A common pattern for achieving WebSocket authentication/authorization is to implement a ticketing system where the page hosting the WebSocket client requests a ticket from the server and then passes this ticket during WebSocket connection setup either in the URL/query string, in the protocol field, or required as the first message after the connection is established. The server then only allows the connection to continue if the ticket is valid (exists, has not been already used, client IP encoded in ticket matches, timestamp in ticket is recent, etc).
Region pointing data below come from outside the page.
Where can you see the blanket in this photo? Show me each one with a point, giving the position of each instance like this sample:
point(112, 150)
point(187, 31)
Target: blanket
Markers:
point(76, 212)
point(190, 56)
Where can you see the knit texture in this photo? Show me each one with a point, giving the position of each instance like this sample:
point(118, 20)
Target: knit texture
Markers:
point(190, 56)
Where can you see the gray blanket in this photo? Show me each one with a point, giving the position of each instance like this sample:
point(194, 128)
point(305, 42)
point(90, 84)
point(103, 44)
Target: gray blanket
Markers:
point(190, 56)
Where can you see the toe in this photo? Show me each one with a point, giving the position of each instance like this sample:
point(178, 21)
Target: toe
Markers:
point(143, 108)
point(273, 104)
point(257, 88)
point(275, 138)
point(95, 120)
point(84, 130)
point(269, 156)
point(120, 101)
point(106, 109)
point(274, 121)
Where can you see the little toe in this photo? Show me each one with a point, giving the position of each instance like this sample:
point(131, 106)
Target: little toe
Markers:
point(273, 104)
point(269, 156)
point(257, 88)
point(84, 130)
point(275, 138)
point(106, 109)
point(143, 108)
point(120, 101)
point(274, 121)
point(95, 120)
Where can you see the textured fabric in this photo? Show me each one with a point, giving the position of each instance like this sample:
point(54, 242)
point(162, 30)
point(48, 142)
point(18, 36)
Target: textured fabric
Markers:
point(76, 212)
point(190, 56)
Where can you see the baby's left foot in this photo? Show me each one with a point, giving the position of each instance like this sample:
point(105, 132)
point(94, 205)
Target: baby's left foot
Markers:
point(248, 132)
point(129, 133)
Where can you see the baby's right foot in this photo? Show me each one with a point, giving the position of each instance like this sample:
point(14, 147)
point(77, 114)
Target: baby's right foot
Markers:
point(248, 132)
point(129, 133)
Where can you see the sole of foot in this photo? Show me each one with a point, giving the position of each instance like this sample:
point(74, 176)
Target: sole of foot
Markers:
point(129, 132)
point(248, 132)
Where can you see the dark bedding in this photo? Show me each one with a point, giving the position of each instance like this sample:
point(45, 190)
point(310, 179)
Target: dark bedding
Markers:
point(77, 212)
Here is a summary of WebSocket security information: https://devcenter.heroku.com/articles/websocket-security

Basic authentication was formerly an option but this has been deprecated and modern browsers don't send the header even if it is specified.

Basic Auth Info (Deprecated - No longer functional):

NOTE: the following information is no longer accurate in any modern browsers.

The Authorization header is generated from the username and password (or just username) field of the WebSocket URI:

var ws = new WebSocket("ws://username:[email protected]")

The above results in the following header with the string "username:password" base64 encoded:

Authorization: Basic dXNlcm5hbWU6cGFzc3dvcmQ=

I have tested basic auth in Chrome 55 and Firefox 50 and verified that the basic auth info is indeed negotiated with the server (this may not work in Safari).

Thanks to Dmitry Frank's for the basic auth answer


More of an alternate solution, but all modern browsers send the domain cookies along with the connection, so using:

var authToken = 'R3YKZFKBVi';

document.cookie = 'X-Authorization=' + authToken + '; path=/';

var ws = new WebSocket(
    'wss://localhost:9000/wss/'
);

End up with the request connection headers:

Cookie: X-Authorization=R3YKZFKBVi

HTTP Authorization header problem can be addressed with the following:

var ws = new WebSocket("ws://username:[email protected]/service");

Then, a proper Basic Authorization HTTP header will be set with the provided username and password. If you need Basic Authorization, then you're all set.


I want to use Bearer however, and I resorted to the following trick: I connect to the server as follows:

var ws = new WebSocket("ws://[email protected]/service");

And when my code at the server side receives Basic Authorization header with non-empty username and empty password, then it interprets the username as a token.


Sending Authorization header is not possible.

Attaching a token query parameter is an option. However, in some circumstances, it may be undesirable to send your main login token in plain text as a query parameter because it is more opaque than using a header and will end up being logged whoknowswhere. If this raises security concerns for you, an alternative is to use a secondary JWT token just for the web socket stuff.

Create a REST endpoint for generating this JWT, which can of course only be accessed by users authenticated with your primary login token (transmitted via header). The web socket JWT can be configured differently than your login token, e.g. with a shorter timeout, so it's safer to send around as query param of your upgrade request.

Create a separate JwtAuthHandler for the same route you register the SockJS eventbusHandler on. Make sure your auth handler is registered first, so you can check the web socket token against your database (the JWT should be somehow linked to your user in the backend).